Psychosocial support services were recently rendered to more than 500 residents of four barangays in north Cebu that were devastated by Typhoon Yolanda. Trainings for community health workers were also conducted.
The services were rendered by the Visayas Primary Health Care Services in Barangays Tindog and Dalingding Sur, Medellin, and Barangays Paypay and Dalingding Norte, Daanbantayan.
The program is part of a 15-month project, “Community – Led Disaster Preparedness and Resiliency: Grassroots’ Alternative in the Face of Climate Change,” which is implemented in the four barangays by the Women’s Resource Center of the Visayas (WRCV) based in Cebu City. The project proponent is the Philippine Network of Food Security Programmes, Inc. (PNFSP). It is funded by the Terre des Hommes International Federation (TDH).
The project aims to ensure that the four barangays have fully recovered from the main impacts of the typhoon, restored their livelihood and established safety and disaster prevention, response and recovery mechanisms and achieved their basic rights to food for their children and families through livelihood assistance and food security alternatives.
As part of the rehabilitation process, the VPHCS conducted a series of psychosocial sessions in October for more than 500 adults and children who were affected by Typhoon Yolanda. Teams of nurses, psychologists and trained health care givers conducted in-depth stress debriefing sessions and trauma healing to small groups of residents. During the sessions, the residents who were all survivors of Typhoon Yolanda ventilated and shared their experiences on Yolanda which were then processed by the psychosocial team so that they were relieved of their fears and stress and resolved to face future life’s challenges.
Children and the youth also had play and art therapy to express their feelings and experiences during the typhoon.
Trainings for 22 community health workers were also conducted.
During the first training on “Health disaster preparedness and mental health orientation” on Oct. 25-26, the CHWs were able to understand disaster risk reduction and preparedness and management.
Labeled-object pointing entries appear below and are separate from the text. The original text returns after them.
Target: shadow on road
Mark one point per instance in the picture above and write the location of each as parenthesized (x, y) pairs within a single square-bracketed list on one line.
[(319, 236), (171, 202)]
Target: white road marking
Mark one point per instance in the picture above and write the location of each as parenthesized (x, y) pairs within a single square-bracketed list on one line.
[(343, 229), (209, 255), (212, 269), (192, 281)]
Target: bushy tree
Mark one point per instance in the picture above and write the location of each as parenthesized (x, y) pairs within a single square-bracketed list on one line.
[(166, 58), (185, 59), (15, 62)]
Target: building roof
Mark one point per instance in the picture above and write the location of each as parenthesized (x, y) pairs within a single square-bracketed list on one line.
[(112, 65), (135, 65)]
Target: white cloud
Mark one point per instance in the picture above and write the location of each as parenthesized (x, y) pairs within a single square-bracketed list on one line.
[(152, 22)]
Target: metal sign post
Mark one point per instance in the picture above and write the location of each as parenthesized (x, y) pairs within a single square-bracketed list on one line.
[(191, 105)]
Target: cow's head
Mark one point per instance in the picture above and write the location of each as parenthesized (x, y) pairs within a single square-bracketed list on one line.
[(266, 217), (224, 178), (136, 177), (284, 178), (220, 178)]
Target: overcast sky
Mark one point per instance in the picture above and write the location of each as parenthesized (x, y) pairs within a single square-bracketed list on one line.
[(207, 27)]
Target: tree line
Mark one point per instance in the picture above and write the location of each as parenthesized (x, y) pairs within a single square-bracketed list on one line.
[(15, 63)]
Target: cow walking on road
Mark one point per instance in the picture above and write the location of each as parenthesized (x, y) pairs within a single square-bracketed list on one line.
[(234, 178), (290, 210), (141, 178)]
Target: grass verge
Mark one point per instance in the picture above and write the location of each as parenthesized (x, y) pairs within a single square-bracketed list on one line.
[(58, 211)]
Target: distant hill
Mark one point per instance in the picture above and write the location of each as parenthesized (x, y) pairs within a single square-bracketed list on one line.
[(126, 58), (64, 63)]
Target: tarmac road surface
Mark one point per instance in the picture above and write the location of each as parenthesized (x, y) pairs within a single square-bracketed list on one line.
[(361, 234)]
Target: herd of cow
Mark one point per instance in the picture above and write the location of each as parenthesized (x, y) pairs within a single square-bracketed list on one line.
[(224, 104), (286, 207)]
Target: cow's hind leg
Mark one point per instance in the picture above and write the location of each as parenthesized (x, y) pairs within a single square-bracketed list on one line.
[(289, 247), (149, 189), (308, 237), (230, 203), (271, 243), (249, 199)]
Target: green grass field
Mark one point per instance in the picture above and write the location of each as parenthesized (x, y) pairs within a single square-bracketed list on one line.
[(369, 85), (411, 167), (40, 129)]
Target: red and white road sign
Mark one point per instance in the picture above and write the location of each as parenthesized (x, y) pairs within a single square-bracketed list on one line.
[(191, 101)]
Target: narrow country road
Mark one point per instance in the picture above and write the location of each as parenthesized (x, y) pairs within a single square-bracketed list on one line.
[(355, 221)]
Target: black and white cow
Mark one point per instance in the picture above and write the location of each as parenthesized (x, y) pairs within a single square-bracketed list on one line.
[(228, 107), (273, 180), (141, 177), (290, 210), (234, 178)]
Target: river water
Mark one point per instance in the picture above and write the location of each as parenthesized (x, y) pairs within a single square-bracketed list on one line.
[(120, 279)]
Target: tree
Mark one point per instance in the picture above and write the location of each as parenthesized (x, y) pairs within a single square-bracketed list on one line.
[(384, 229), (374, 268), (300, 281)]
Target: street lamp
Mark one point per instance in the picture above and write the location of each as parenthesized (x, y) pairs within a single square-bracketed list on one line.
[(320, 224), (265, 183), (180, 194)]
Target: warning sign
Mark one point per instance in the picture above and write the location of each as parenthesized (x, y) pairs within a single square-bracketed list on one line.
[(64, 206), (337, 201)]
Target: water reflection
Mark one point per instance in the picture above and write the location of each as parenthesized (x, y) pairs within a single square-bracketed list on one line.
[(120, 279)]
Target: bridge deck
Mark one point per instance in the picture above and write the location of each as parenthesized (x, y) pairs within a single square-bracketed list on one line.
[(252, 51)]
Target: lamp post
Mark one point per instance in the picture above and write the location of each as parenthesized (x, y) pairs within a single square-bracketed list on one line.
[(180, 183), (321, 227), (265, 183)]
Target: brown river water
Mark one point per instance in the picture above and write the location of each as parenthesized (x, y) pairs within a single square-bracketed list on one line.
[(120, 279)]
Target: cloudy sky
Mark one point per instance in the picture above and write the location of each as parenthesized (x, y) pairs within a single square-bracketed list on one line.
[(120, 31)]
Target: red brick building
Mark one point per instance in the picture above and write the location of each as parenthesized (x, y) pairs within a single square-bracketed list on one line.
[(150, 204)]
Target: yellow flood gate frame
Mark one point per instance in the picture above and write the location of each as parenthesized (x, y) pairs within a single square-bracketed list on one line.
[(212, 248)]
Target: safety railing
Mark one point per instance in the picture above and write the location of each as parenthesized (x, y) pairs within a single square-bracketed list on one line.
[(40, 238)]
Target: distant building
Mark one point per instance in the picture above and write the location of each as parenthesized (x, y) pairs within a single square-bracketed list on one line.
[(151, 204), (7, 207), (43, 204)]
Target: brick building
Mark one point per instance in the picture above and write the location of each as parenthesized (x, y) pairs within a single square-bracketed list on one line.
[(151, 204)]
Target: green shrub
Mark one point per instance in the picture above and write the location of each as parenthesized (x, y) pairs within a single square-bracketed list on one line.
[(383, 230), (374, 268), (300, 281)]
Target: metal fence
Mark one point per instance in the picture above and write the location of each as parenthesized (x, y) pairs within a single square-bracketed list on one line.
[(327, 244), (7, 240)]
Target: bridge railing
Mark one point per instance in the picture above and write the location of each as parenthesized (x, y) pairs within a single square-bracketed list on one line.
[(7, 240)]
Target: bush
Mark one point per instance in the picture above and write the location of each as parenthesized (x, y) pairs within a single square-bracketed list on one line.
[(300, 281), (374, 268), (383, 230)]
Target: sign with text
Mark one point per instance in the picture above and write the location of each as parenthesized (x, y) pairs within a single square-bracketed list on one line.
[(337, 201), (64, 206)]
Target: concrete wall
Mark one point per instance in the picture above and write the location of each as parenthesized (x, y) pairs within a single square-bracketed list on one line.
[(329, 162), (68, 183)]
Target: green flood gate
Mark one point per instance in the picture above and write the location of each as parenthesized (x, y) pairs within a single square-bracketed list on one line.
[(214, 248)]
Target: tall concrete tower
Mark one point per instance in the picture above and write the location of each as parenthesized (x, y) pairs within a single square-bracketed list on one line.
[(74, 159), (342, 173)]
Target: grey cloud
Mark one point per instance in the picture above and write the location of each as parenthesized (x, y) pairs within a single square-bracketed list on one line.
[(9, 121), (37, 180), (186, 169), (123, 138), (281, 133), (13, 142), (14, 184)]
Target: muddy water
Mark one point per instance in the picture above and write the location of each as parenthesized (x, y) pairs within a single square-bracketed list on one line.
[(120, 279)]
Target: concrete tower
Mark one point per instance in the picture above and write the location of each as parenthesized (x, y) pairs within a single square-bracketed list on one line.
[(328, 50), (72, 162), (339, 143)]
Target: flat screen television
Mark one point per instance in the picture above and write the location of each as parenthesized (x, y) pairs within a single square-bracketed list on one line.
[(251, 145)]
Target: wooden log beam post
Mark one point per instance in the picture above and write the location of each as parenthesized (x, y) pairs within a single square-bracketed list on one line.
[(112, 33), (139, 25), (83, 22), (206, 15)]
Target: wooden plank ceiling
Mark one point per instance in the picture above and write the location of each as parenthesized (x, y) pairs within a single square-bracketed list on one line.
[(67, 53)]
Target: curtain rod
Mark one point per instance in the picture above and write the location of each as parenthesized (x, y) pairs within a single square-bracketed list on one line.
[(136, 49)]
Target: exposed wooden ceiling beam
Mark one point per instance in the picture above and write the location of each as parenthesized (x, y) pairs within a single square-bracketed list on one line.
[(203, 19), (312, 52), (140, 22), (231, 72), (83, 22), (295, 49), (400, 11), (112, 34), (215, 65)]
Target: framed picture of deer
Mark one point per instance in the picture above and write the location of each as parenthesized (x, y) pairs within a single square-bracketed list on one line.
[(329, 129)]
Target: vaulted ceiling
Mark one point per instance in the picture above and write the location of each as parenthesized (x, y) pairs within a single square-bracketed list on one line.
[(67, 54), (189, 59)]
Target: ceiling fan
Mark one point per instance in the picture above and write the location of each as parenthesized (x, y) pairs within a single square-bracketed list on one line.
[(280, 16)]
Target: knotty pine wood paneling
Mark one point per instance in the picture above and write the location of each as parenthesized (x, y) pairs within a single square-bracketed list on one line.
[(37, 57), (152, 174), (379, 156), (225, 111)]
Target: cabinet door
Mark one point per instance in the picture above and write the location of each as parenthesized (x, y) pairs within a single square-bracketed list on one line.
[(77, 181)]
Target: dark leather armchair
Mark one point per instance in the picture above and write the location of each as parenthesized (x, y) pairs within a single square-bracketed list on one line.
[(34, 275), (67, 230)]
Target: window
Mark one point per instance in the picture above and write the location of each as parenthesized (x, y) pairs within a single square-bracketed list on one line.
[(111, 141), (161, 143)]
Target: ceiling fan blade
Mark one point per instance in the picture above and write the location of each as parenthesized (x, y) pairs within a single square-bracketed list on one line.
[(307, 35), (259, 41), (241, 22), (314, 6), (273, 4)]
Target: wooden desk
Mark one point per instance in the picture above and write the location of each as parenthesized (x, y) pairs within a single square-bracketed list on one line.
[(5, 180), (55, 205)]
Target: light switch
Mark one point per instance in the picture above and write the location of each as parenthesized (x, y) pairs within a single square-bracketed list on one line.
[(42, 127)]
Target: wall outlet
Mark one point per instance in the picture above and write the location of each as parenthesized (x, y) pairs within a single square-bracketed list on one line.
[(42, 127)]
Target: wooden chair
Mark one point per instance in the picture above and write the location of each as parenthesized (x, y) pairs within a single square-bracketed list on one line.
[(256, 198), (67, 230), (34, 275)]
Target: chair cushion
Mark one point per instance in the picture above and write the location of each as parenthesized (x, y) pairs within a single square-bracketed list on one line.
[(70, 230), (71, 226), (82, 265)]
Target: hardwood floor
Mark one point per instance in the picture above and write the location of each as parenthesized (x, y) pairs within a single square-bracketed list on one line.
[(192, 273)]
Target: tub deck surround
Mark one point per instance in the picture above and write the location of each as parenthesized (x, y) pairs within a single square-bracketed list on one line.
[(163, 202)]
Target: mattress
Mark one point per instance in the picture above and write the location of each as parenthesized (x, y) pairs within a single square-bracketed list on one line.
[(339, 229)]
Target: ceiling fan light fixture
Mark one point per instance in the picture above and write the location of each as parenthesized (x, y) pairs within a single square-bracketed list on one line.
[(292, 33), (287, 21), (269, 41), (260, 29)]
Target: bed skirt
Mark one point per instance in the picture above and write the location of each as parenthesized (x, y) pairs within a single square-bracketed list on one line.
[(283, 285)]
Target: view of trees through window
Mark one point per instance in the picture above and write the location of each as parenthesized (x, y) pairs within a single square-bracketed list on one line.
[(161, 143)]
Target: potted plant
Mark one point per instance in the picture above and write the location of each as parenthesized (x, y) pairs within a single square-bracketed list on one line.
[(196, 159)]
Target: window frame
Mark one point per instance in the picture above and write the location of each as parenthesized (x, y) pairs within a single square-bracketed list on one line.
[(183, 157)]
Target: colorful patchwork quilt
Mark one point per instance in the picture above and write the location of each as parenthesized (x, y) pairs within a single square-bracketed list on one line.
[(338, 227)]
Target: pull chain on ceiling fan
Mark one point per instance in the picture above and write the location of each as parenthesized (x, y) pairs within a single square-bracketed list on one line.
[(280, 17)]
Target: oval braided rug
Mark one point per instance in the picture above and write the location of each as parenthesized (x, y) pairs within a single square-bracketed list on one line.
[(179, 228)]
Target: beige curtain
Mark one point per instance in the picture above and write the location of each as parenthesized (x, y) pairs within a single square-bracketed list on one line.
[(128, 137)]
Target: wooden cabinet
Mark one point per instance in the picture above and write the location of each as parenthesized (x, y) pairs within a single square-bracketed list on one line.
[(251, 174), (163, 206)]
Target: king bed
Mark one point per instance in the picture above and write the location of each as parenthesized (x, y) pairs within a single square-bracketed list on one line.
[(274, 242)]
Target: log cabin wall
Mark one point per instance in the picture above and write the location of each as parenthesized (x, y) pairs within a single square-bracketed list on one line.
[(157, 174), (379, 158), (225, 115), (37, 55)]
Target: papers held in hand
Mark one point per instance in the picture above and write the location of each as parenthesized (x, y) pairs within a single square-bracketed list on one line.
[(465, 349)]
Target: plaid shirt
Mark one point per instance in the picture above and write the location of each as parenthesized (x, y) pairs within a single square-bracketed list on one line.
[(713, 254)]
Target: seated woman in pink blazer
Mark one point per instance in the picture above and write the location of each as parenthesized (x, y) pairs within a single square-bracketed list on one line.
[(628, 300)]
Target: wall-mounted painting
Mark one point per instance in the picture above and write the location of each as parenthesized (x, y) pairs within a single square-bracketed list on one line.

Disaster mapping of their particular barangays was also done in order to pinpoint the specific disasters, particularly typhoons, that they are vulnerable to and how to address them. The CHWs were also taught the health measures related with disaster preparedness and management.
Furthermore, the CHWs were taught the basic elements of mental health problems resulting from disasters as exemplified by Typhoon Yolanda and how to deal with people with such problems, particularly how to do simple stress debriefing. After the training, the CHWs were thankful of the knowledge and skills that they learned that will enable them to help their community members.
The second training, “Local health workers training on facilitation using the tool of psychological processing,” was conducted on November 15-16. The 22 CHWs were taught about Community Resiliency Model (CRM), a type of simple wellness, teaching, learning and communication skills that can be used to treat persons experiencing stress or psychological trauma. Through discussions, exercises workshops and practicum, the CHWs were taught how to handle persons in times of stress including the psychological effects of disasters.
With the trainings on psychosocial processing facilitation, the CHWs will be equipped to facilitate simple psycho-social processing for adults and children and undertake community activities on health disaster preparedness, especially on awareness -raising on the health effects of disasters and activities to build individual and collective coping strategies.
The participants were thankful for the new skills they learned which they can use to help and teach others, facilitate the resolution of simple problems, help families, as well as refer persons who may need special psychosocial counseling and treatment to psychiatrists and psychologists.
The CHWs were all members of the people’s organizations which were organized by the WRCV as an offshoot of the relief efforts immediately after the typhoon.